By this time living in the Austin neighborhood, I had a toy gun that shot out plastic bullets. They went flying and could hurt an unsuspecting person if it hit him in a sensitive area. This was before consumer safety laws addressed this type of issue. Then I migrated to a gun that shot caps. I’d open the metal gun barrel from the side just as they did on tv and load a roll of red paper onto a spool. The paper was affixed with sulfur spots every two-eights of an inch I guess. If I shot the gun properly, it would cause a continuous round of realistic sounding popping noise and I’d smell the sulfur and see brief sparks of smoke in the air.
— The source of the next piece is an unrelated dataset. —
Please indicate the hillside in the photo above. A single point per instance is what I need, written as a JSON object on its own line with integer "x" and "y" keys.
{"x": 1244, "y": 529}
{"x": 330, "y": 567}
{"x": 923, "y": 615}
After a while, my parents would yell at me to stop playing in the indoor back porch with the gun or go outside and use it. Too often, the roll would not flow properly, so I’d forget about loading it in the gun and instead lay it out on the sidewalk, strike it with a rock and start a continuous round of pop gun noise. Yeah, I know what you think- cheap thrills.
During the warm months, especially around July when the bugs would be outside at night, a group of us would light up punks. They were long sticks that had some type of material at the top that caused it to stay burning for a while as it let off smoke and a strange smell. It was supposed to ward off the bugs and it also got us a little high.
When our family moved to West Rogers Park on Chicago’s north side in late 1968, I was now a junior in high school and too old to play goofy games. We lived in a townhouse development that had a very large shared parking lot in front of all the houses. All the kids in this cooperative played in the lot indifferent to the coming and going of cars. I’d play catch with the kids regardless of their age and as soon as my kid brother was old enough to put on a baseball glove, I was tossing grounders to him as well.
More than forty years later, my mother still lives there and the third generation of kids from the development go outside to play in the parking lot. But it is mostly to ride their bikes and tricycles in good weather or play on the snow mounds during the winter. It’s not that these kids are inside on a spring or summer night watching television or chatting up on Facebook because none have those entertainment or social comforts. Their parents don’t allow it. It’s just that kids don’t play ball anymore outside. Which has me concerned about the future of America. But, that’s another story.